The company’s technology is implemented via edge devices mounted on laparoscopic carts in operating rooms. The NVIDIA Jetson AGX Xavier platform processes the video, after which Theator’s software anonymously uploads it to its training environment hosted on Amazon and Azure clouds.


The company runs various AI models, training them on clusters of NVIDIA V100 Tensor Core GPUs, which also handle inference.


Once a surgical video has been processed, surgeons can immediately focus on reviewing highlighted data packets at selected critical moments, thereby making important decisions. Each procedure is added to Theator’s training dataset, expanding the understanding of its models.

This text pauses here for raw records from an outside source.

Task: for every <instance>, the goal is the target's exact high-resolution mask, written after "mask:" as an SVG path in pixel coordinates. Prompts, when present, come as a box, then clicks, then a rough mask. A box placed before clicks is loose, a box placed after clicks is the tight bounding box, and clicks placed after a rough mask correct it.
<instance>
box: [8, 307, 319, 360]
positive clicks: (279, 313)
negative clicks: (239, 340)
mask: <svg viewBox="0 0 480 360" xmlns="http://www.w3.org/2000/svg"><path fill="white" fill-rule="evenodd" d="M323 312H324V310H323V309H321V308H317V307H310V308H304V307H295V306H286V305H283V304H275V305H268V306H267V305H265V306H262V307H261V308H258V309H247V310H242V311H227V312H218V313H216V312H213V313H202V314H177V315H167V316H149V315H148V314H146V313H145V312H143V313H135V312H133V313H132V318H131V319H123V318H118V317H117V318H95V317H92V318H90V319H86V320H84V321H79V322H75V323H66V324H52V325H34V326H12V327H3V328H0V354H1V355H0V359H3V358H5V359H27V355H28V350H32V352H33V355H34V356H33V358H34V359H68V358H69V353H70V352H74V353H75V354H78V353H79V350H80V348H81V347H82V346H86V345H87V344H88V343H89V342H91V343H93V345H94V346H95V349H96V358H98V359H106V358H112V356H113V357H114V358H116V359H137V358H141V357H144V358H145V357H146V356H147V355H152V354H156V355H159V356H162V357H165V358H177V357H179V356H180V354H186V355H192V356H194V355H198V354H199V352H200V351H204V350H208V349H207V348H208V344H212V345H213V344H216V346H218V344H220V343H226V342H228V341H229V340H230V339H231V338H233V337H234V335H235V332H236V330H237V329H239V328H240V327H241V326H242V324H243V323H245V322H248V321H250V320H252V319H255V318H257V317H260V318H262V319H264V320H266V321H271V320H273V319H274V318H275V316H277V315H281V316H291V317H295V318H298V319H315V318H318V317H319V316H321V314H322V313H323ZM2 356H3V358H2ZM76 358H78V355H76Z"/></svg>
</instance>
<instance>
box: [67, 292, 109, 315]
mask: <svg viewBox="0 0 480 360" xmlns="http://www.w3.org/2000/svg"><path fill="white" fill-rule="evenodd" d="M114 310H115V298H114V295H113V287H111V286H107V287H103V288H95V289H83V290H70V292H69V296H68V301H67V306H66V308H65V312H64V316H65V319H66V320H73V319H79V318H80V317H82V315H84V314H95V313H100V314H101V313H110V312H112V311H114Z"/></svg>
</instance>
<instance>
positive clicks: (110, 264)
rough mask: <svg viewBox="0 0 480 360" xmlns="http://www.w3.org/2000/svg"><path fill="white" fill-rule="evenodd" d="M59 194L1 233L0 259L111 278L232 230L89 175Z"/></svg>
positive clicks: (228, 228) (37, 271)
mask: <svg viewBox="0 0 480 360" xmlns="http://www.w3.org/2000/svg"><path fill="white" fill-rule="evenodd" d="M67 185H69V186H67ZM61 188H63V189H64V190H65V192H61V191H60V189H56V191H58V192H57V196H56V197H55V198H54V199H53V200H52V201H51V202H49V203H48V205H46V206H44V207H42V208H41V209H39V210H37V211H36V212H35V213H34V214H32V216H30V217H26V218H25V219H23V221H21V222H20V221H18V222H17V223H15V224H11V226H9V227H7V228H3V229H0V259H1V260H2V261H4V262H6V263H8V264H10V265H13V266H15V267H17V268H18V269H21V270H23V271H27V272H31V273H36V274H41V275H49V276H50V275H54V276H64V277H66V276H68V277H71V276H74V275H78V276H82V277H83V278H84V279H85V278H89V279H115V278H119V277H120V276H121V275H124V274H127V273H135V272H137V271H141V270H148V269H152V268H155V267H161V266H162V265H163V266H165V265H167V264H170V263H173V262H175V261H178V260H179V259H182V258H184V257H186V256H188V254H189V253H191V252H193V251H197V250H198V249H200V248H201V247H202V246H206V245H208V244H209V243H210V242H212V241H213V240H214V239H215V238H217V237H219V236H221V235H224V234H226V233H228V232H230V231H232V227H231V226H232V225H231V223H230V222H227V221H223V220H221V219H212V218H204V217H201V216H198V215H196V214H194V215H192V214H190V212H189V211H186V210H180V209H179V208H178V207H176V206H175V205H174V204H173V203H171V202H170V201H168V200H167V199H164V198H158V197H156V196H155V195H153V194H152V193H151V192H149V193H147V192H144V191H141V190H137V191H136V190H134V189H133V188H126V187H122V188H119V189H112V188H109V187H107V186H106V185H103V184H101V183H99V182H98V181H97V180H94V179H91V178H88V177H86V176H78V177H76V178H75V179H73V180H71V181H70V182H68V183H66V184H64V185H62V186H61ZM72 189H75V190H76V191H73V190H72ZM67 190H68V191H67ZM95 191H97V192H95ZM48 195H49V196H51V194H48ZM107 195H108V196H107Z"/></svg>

By applying AI-driven analytics to video, Theator’s platform breaks down outcome data into steps, events, decisions, and milestones. This enables surgeons to conduct postoperative reviews and compare segments of a procedure with those from previous similar surgeries.


The platform can also leverage historical surgical data to provide preoperative assistance, and it can match video footage to identify the causes of postoperative complications. Future applications include the ability to predict, and potentially reduce, costly and time-consuming interventions resulting from such complications.


For example, a patient with postoperative fever may have an uncontrolled bleeding site. In the future, watching video summaries on television could help surgeons determine whether problems exist before proceeding with scans or corrective surgery.

Ensure Better Surgical Decision-Making


Asselmann believes that Theator can eliminate cloud components within one to two years, achieving the holy grail of real-time surgical support—performing the entire analysis process in minimally invasive surgery relying solely on its artificial intelligence algorithms.


Although the company’s current focus is on assisting surgeons, he anticipates that semi-autonomous surgery could become a reality within the next five years. While surgeon involvement may still be required, Asselmann believes that Level 3 or Level 4 surgical automation will first be adopted in developing countries, where 5 billion people lack access to adequate surgical resources.


With the help of the NVIDIA Inception program, Theator has achieved its current success. This is an accelerator program for startups in the fields of artificial intelligence and data science. Asselmann praised the program for helping to “improve our model training efficiency, reduce computational costs, and guide the proper hardware selection for edge devices.”


Through the NVIDIA Inception program, Theator also gained private access to demonstrations of the NVIDIA Clara Guardian AI healthcare framework and the NVIDIA DeepStream SDK, which the startup used to build its high-efficiency, real-time video pipeline.


With NVIDIA’s support, Theator can continue to help surgeons worldwide make decisions in the operating room.


Asselmann stated, “Surgeons are overwhelmed by an endless stream of parameters from multiple directions during surgery.” “Our goal is to reduce cognitive load and help them make optimal decisions for the right patient and situation at the right time.”


“You can still call the shots,” he said, “but with artificial intelligence, you will become a better surgeon.”